W tak sformatowanym społeczeństwie wystarczy już tylko zainicjować jakikolwiek kryzys i zarządzać nim w taki sposób, aby społeczeństwo samo podzieliło się na antagonistyczne grupy, wtedy można bardzo prosto nimi manipulować. W takich warunkach łatwo wzbudzić nienawiść, która skutecznie spolaryzuje społeczeństwo. Oczywiście, oficjalnie główni rozgrywający, rozpalając nienawiść, będą walczyli z „mową nienawiści” za pomocą swoich technologicznych rozwiązań, wprowadzając cenzurę, manipulacje i oszustwa. W takich warunkach można już budować nową dyktaturę, która w imię postępu i walki z „wykluczeniem mniejszości”, definiowanej za każdym razem na nowo, oraz usuwaniem „mowy nienawiści”, będzie skutecznie zarządzała nowym społeczeństwem.

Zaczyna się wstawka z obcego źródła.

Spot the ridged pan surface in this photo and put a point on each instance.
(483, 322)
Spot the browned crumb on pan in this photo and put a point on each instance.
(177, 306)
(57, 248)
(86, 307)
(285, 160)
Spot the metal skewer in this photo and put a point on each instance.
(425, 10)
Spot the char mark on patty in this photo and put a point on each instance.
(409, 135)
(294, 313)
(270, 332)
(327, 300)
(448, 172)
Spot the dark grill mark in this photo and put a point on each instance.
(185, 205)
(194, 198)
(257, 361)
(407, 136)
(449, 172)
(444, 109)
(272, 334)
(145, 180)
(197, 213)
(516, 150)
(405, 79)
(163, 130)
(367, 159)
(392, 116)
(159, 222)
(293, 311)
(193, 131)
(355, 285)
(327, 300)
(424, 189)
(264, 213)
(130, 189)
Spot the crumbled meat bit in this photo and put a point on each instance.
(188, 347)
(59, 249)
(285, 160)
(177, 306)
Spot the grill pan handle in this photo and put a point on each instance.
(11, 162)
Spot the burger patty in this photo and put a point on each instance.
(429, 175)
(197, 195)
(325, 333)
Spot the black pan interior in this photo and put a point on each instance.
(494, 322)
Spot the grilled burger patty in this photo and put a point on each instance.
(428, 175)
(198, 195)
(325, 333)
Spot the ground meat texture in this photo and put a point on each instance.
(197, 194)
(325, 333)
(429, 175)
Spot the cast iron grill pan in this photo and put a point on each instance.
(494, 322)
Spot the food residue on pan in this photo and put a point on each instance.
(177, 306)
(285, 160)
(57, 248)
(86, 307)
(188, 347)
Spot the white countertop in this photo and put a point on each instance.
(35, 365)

Jeśli przyjrzymy się każdemu z powyższych mechanizmów, z pewnością znajdziemy wiele przykładów, które sami rozpoznajemy w naszym otoczeniu i które potwierdzają strategię „nowej dyktatury”.

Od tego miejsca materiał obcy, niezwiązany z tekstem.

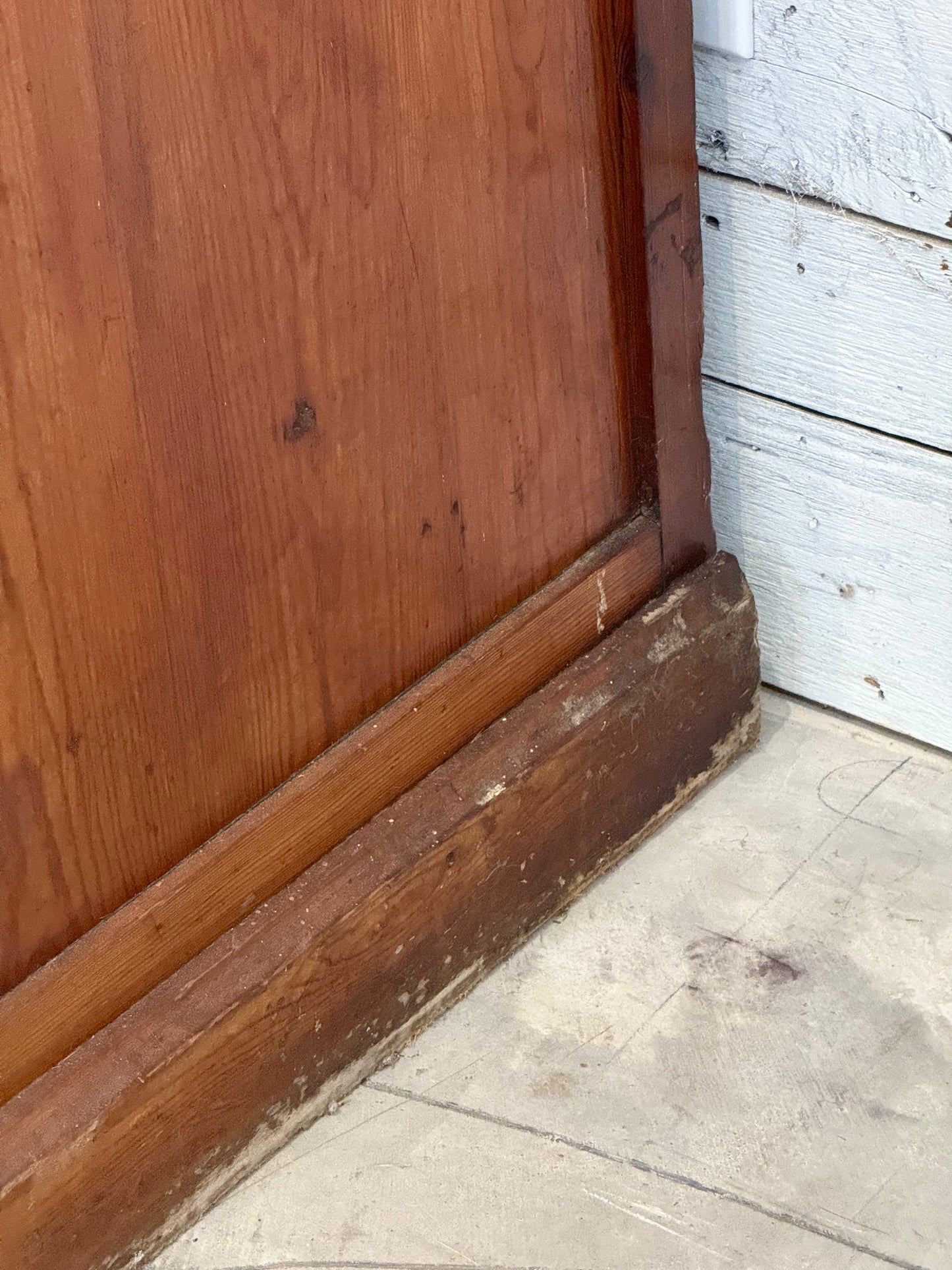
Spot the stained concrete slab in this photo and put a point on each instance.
(737, 1049)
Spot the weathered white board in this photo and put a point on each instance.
(846, 539)
(849, 102)
(828, 310)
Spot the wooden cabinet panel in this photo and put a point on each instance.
(308, 376)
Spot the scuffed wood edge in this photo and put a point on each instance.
(132, 950)
(428, 897)
(269, 1140)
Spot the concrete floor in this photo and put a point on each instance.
(735, 1051)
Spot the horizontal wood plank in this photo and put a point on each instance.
(846, 539)
(849, 103)
(831, 312)
(136, 948)
(107, 1157)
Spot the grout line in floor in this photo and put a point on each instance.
(777, 1215)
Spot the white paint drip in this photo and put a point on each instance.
(271, 1137)
(602, 608)
(489, 794)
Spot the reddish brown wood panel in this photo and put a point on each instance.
(109, 1155)
(308, 375)
(132, 950)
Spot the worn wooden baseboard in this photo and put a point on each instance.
(104, 1159)
(146, 940)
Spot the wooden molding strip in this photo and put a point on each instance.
(112, 1153)
(663, 78)
(146, 940)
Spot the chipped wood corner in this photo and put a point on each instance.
(260, 1034)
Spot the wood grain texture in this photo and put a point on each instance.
(828, 310)
(127, 954)
(298, 300)
(108, 1156)
(847, 541)
(851, 103)
(659, 72)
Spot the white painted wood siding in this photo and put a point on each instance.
(828, 262)
(846, 539)
(828, 310)
(849, 101)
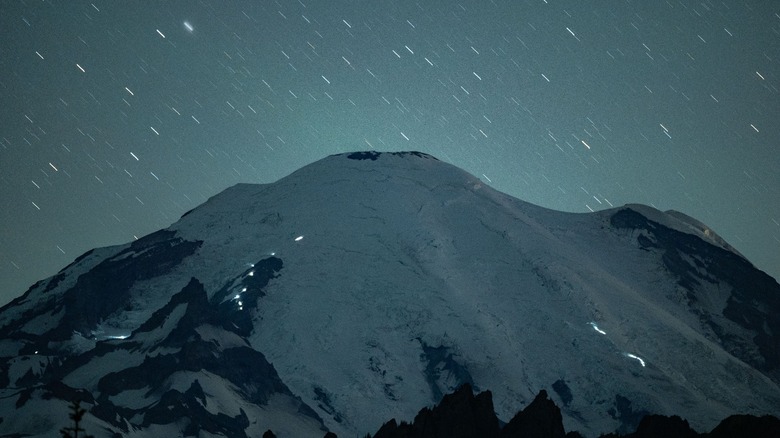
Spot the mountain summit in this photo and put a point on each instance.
(367, 285)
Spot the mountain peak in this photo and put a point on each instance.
(366, 285)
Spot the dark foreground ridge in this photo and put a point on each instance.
(465, 415)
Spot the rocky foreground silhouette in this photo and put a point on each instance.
(462, 414)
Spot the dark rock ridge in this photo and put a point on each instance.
(367, 285)
(754, 303)
(464, 415)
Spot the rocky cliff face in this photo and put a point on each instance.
(366, 285)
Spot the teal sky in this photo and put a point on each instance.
(118, 117)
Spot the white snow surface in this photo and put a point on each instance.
(383, 257)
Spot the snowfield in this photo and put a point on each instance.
(365, 286)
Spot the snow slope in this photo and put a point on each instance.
(366, 285)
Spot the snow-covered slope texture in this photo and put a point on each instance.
(366, 285)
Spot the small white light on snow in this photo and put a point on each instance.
(633, 356)
(595, 327)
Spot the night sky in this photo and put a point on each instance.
(117, 117)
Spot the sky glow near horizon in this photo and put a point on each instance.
(118, 117)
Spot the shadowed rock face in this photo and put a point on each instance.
(754, 300)
(366, 285)
(463, 415)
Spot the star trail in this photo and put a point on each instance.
(117, 117)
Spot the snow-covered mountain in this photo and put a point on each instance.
(365, 286)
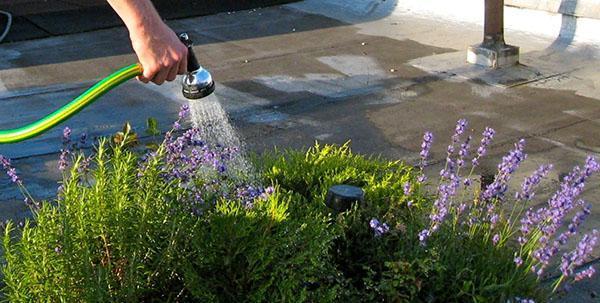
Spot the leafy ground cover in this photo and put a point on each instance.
(173, 225)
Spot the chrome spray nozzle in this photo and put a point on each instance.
(197, 83)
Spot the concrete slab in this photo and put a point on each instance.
(22, 29)
(347, 72)
(76, 21)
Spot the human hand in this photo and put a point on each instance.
(159, 51)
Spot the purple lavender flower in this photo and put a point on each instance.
(423, 236)
(531, 182)
(518, 261)
(379, 228)
(585, 274)
(464, 152)
(63, 161)
(83, 139)
(425, 148)
(496, 239)
(184, 111)
(488, 136)
(176, 125)
(407, 188)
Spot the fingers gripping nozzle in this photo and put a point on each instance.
(197, 83)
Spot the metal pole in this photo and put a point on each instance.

Młodzi na celowniku Olbrzymią rolę w tak zaplanowanej strategii odgrywają media, szczególnie te cyfrowe, które dzięki personalizacji treści są w stanie dotrzeć ze swoim przekazem do wszystkich odbiorców. Będzie to przekaz specjalnie przygotowany dla każdego, przecież koncerny internetowe posiadają ogromną ilość danych na temat użytkowników sieci. Nie miejmy złudzeń, że ta nowa dyktatura jest zainteresowana starszym pokoleniem, które często nie korzysta nawet z najnowszych technologii cyfrowych. Ich głównym celem są dzieci i młodzież, którzy „właściwie wychowani” stworzą już wkrótce nowe społeczeństwo, kierujące się w życiu jedynie hedonizmem, poszukiwaniem przyjemności i tzw. osobistym rozwojem, który w istocie ma służyć tylko karierze i osiąganiu kolejnych, coraz lepiej płatnych stanowisk. Starsi ludzie zostaną zapewne zmarginalizowani, „namówieni” do eutanazji albo skazani na wegetację na socjalnym zasiłku państwowym. Chyba że aktywnie włączą się w proponowane przez siły postępu i nowoczesności zmiany. W zmianach społecznych rola technologii medialnych ma zasadnicze znaczenie. Przyzwyczailiśmy się już do powszechnego używania telefonów komórkowych, które stały się potężnymi, przenośnymi komputerami wyposażonymi w liczne czujniki i sensory kontrolujące w sposób ciągły naszą aktywność. Młodzi ludzie właściwie nie rozstają się z tymi urządzeniami, a ponieważ są one również wykorzystywane do nauki zdalnej w szkole, więc jeśli nawet rodzice chcieliby ograniczyć ich stosowanie, to dzisiaj właściwie są pozbawieni takiej możliwości. Jednak na horyzoncie pojawiają się już nowe technologie, które  zgodnie z ideologią transhumanizmu będą powstawały coraz częściej w laboratoriach naukowych.